Miller & Payne (1 - 5)

Question 30

Myoepithelial Markers in Breast

Answer 30

p63 / p40

SMMHC

calponin / SMA

Question 31

Tumour Syndromes Associated With Breast Cancer

Answer 31

BRCA1 / BRCA2

Cowden / PTEN Hamartoma Syndrome

Li-Fraumeni Syndrome

Peutz-Jegher Syndrome

Ataxia-Telangiectasia Syndrome

Hereditary diffuse gastric cancer syndrome (lobular)

Question 32

Grading of Phyllodes Tumours

Answer 32

Criteria:

Stromal cellularity

Stromal overgrowth (> 4x field)

Stromal pleomorphism

Infiltrative border

Mitoses / 10 HPF

Presence of heterologous elements = malignant (except ALT)

Question 33

Explain How You Would Cut Up this Specimen

Answer 33

1. PPE, 3 points of ID, check MDM (imaging / biopsy results)
2. Orient specimen, weigh and measure in 3D
3. Ink ant / sup blue, ant / inf green and deep black
4. Section from medial to lateral (removing HW in process), lay out slices, label and photograph
5. Describe tumour, including size, circumscription, appearance of cut surface and measure to all margins.
6. Block tumour: if DCIS (and small ish) all through otherwise Xray and block widely around biopsy clip / calcs.

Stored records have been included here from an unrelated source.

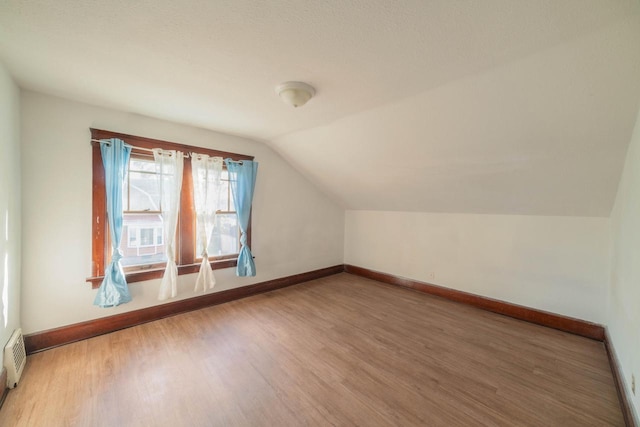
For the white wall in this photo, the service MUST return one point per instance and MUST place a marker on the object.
(9, 207)
(623, 319)
(557, 264)
(295, 227)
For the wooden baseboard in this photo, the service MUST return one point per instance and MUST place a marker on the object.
(79, 331)
(556, 321)
(625, 402)
(3, 386)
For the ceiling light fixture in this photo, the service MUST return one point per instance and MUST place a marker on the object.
(295, 93)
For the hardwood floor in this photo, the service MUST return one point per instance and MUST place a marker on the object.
(341, 350)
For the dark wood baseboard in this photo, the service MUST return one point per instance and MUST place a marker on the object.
(556, 321)
(79, 331)
(3, 386)
(625, 403)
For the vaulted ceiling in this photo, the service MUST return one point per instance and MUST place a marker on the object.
(510, 106)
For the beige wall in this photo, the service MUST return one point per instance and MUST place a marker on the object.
(558, 264)
(295, 227)
(9, 207)
(623, 318)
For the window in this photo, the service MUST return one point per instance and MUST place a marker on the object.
(142, 244)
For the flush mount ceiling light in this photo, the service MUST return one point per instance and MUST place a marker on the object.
(295, 93)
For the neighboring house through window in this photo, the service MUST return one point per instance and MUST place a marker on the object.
(142, 244)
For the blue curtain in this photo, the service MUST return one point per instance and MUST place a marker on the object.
(115, 158)
(242, 178)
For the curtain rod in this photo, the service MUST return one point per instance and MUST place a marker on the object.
(186, 156)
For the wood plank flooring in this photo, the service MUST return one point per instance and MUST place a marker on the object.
(339, 351)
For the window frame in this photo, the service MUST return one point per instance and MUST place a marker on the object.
(186, 258)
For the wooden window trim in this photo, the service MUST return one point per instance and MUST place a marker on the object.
(185, 252)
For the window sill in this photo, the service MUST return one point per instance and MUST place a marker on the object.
(141, 276)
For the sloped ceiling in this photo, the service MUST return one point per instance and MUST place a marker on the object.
(515, 107)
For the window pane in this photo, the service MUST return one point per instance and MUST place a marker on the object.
(144, 192)
(224, 195)
(142, 241)
(225, 239)
(142, 165)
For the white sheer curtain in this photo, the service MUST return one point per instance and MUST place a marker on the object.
(206, 197)
(169, 166)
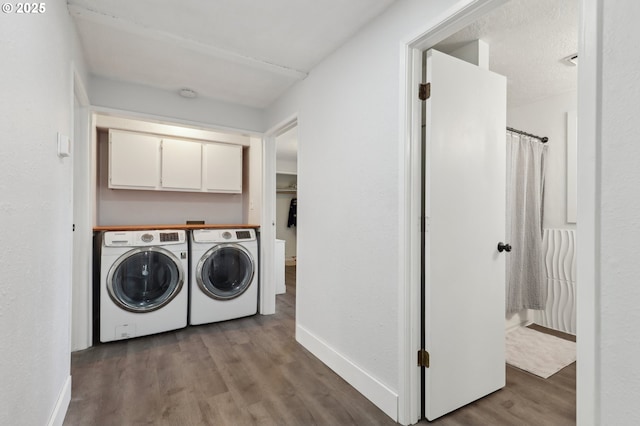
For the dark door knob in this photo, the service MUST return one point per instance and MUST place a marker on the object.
(504, 247)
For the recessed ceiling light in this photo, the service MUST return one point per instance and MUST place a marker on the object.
(188, 93)
(571, 59)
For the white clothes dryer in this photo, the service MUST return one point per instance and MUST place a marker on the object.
(143, 283)
(223, 275)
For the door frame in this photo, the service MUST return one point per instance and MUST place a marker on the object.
(457, 17)
(268, 228)
(82, 268)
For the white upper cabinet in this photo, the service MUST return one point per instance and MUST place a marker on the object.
(141, 161)
(134, 160)
(181, 165)
(222, 168)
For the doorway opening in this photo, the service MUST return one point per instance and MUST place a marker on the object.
(442, 32)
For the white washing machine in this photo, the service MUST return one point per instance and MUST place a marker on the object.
(224, 275)
(143, 283)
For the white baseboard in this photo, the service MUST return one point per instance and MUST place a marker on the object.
(384, 398)
(60, 410)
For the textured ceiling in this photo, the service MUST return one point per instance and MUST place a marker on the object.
(241, 51)
(249, 52)
(528, 40)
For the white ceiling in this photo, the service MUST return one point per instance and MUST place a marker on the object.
(528, 40)
(242, 51)
(249, 52)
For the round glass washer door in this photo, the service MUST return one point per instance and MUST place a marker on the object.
(145, 279)
(225, 271)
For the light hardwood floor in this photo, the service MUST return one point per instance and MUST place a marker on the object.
(252, 372)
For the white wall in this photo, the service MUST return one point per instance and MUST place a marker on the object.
(548, 117)
(348, 201)
(160, 103)
(618, 209)
(133, 207)
(36, 215)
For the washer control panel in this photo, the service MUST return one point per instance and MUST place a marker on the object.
(143, 238)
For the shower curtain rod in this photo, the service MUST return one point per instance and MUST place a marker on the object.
(542, 139)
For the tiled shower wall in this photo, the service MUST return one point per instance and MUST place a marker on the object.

If invasive tumour usually 2 full faces of specimen and any other close margins (aiming 2 blocks / cm incl margins).

Question 34

DDX Low Grade Spindle Cell Lesions in the Breast

Answer 34

Metaplastic Carcinoma: HMWCK / P63 / P40 positive

Stromal component of Phyllodes: CD34 +, usually ER positive

Fibromatosis: SMA positive, Nuclear beta catenin

Nodular Fasciitis: SMA positive, USP6 rearranged

Myofibroblastoma: SMA, Desmin, ER and CD34 positive

Question 35

Type of VIN

Answer 35

HPV-Associated:

Younger women / immunocompromised, p16 block positive

Slower progression to SCC

Usually basaloid with peripheral palisading

HPV-Independent:

Older women, associated with LSC, p16 negative

Rapid progression to SCC

“dVIN” acanthosis, hyperparakeratosis, basal atypia with glassy pink cytoplasm. p53 parabasal, null, or cytoplasmic

When invasive -> Well differentiated, keratinising SCC

Question 36

NAT Treatment Response in Ovarian Epithelial Tumours

Answer 36

CRS - chemotherapy response score

Assessed in omentum (and other sites) post NAT for HGSC

Score 1: No or minimal tumor response (mainly viable tumor with no or minimal regression-associated fibro-inflammatory changes, limited to a few foci);

Score 2: Partial tumor response (multifocal or diffuse regression associated fibro-inflammatory changes, with viable tumor ranging from diffuse sheets, streaks or nodules, to extensive regression with multifocal but easily identifiable residual tumor;

Score 3: Complete or near-complete response (mainly regression, with few irregularly scattered individual tumor cells or cell groups, all measuring <2 mm, or no residual tumor identified).